After this, the development goes according to civilizations development laws.
2. The development of any civilization requires a growing energy provision, the main and best source of which is the Sun’s renewable energy.
3. A highly developed civilization must develop a system of self-replicating structures that can store and process the solar energy at a certain stage of development in order to use the Sun energy, as well as for the development of new living spaces. Various types of such structures will be developed and improved. They will be adapted to the conditions of the environment under exploration and programmed to provide a constant energy supply.
In a human society, the possibility of the highly developed civilization’s parallel existence is not considered and the results of its activity are not analyzed, while this can be observed in the diversity of species of protein organisms on Earth. This may be a thinking form that is absolutely unusual for us. «The intelligence that we will discover one day may be so different from our ideas that we don’t want to call it Intelligence,» Stanislav Elm wrote in his book «The Sum of Technologies».
Chapter 3
SPECIFIC FEATURES OF HIGHLY DEVELOPED CIVILIZATIONS
The existence of an infinite number of different cosmic civilizations was allowed by many thinkers throughout the history of humanity. According to the principle of Copernicus, the laws of nature are universal and function the same way everywhere in the Universe, which means that there is a possibility that, in addition to the Sun and Earth, there are other planets in the Universe with identical conditions where life could have occurred.
Developing the Copernicus’ (Mikoyan Copernic) heliocentric theory, Giordano Bruno stated in his book «On the Infinity of the Universe and the Worlds» (1584) that the omnipotence of God allows Him to create not one world, but an infinite number of them. Bruno quoted Epicurus, Lucretius, and also wrote about the infinite Universe in other works published beyond the reach of the Inquisition in Protestant countries. He believed that, despite the highest temperature, stars can be inhabited by plants and animals, which develop due to the cooling effect of neighboring celestial bodies (just like living creatures on Earth develop due to the heat of the Sun). All stars are the living and thinking beings. A fluid similar to blood circulates in their internal channels. Such an approach to the Universe’s nature was called the «Copernicus – Bruno principle». For the church fathers, multiple world’s concept was an attribute of pagan beliefs. After the publication of the Bruno’s Inquisition case, it became known that his biggest «heresy» was the idea of multiple inhabited worlds in the Universe. However, some authorities of the Catholic Church also expressed similar ideas. For example, Thomas Aquinas, the theology founder, wrote that the world in which we live is not the only possible one. Hercules Cyrano de Bergerac, Fontanel, Bernard le Bevier de Fontanelle, Christiaan Huygens, Voltaire, Immanuel Kant, Pierre-Simon de Laplace, and William Herschel dedicated their works to this issue, though they were the speculative ones.
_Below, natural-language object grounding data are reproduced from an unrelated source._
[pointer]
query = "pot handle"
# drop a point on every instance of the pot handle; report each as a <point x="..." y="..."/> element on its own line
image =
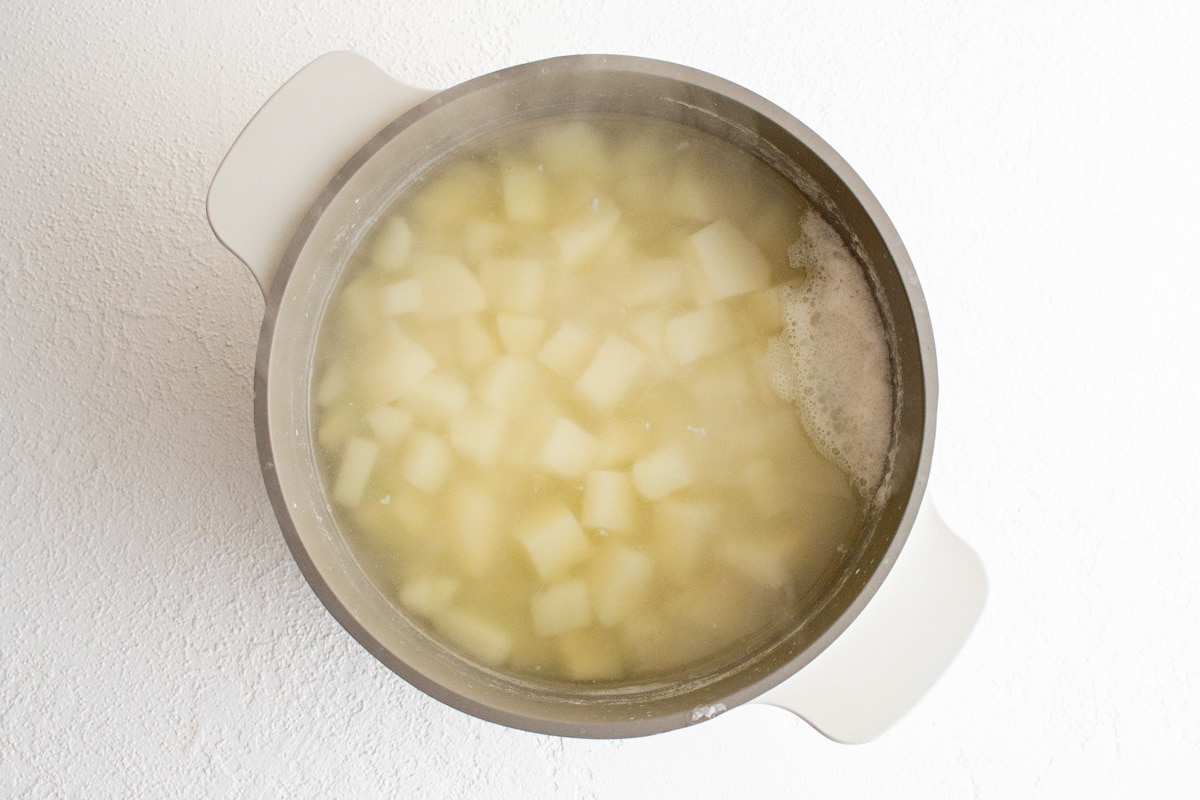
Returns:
<point x="899" y="645"/>
<point x="291" y="150"/>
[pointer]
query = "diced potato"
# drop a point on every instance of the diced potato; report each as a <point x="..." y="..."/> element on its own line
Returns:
<point x="583" y="236"/>
<point x="682" y="531"/>
<point x="358" y="459"/>
<point x="570" y="450"/>
<point x="521" y="334"/>
<point x="331" y="386"/>
<point x="391" y="244"/>
<point x="771" y="489"/>
<point x="762" y="561"/>
<point x="389" y="423"/>
<point x="588" y="654"/>
<point x="611" y="373"/>
<point x="702" y="332"/>
<point x="619" y="581"/>
<point x="477" y="347"/>
<point x="389" y="366"/>
<point x="430" y="595"/>
<point x="483" y="639"/>
<point x="427" y="461"/>
<point x="403" y="296"/>
<point x="509" y="384"/>
<point x="732" y="263"/>
<point x="477" y="535"/>
<point x="568" y="350"/>
<point x="515" y="284"/>
<point x="450" y="289"/>
<point x="478" y="433"/>
<point x="663" y="471"/>
<point x="525" y="192"/>
<point x="563" y="607"/>
<point x="438" y="397"/>
<point x="609" y="500"/>
<point x="555" y="541"/>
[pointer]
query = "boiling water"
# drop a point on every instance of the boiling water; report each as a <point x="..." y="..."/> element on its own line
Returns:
<point x="601" y="401"/>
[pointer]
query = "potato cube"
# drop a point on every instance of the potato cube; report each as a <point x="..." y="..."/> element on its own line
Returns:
<point x="699" y="334"/>
<point x="403" y="296"/>
<point x="520" y="334"/>
<point x="682" y="530"/>
<point x="389" y="423"/>
<point x="731" y="262"/>
<point x="663" y="471"/>
<point x="589" y="654"/>
<point x="450" y="289"/>
<point x="525" y="192"/>
<point x="426" y="462"/>
<point x="430" y="595"/>
<point x="483" y="639"/>
<point x="555" y="541"/>
<point x="477" y="534"/>
<point x="515" y="284"/>
<point x="563" y="607"/>
<point x="389" y="366"/>
<point x="619" y="581"/>
<point x="583" y="236"/>
<point x="509" y="384"/>
<point x="477" y="347"/>
<point x="611" y="373"/>
<point x="478" y="433"/>
<point x="569" y="450"/>
<point x="358" y="459"/>
<point x="568" y="350"/>
<point x="609" y="500"/>
<point x="762" y="561"/>
<point x="391" y="245"/>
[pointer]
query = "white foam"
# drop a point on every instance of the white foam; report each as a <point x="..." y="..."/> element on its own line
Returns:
<point x="832" y="359"/>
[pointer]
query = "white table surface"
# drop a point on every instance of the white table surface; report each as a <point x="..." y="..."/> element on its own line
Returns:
<point x="1041" y="162"/>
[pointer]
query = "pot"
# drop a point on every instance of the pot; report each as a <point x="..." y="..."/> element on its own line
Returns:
<point x="323" y="158"/>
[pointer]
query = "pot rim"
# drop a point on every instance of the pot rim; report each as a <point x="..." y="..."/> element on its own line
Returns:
<point x="756" y="104"/>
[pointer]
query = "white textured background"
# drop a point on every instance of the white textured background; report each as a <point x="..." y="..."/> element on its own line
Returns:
<point x="1041" y="162"/>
Camille Nicolas Flammarion wrote in his works «La plurality des Mendes Habits» (Numerous inhabited worlds, 1862), «Les Mendes imaginaries et les modes reels» (Imaginary worlds and real worlds, 1865), «Les Etoiles et les curiosities du ceil» («Starry Sky and Its Miracles») (1881) and others that there is a dynamic principle in space, invisible and intangible, dispersed throughout the Universe, independent of the visible and weighty matter and influencing it. And the intelligence superior to our one is in this dynamic element.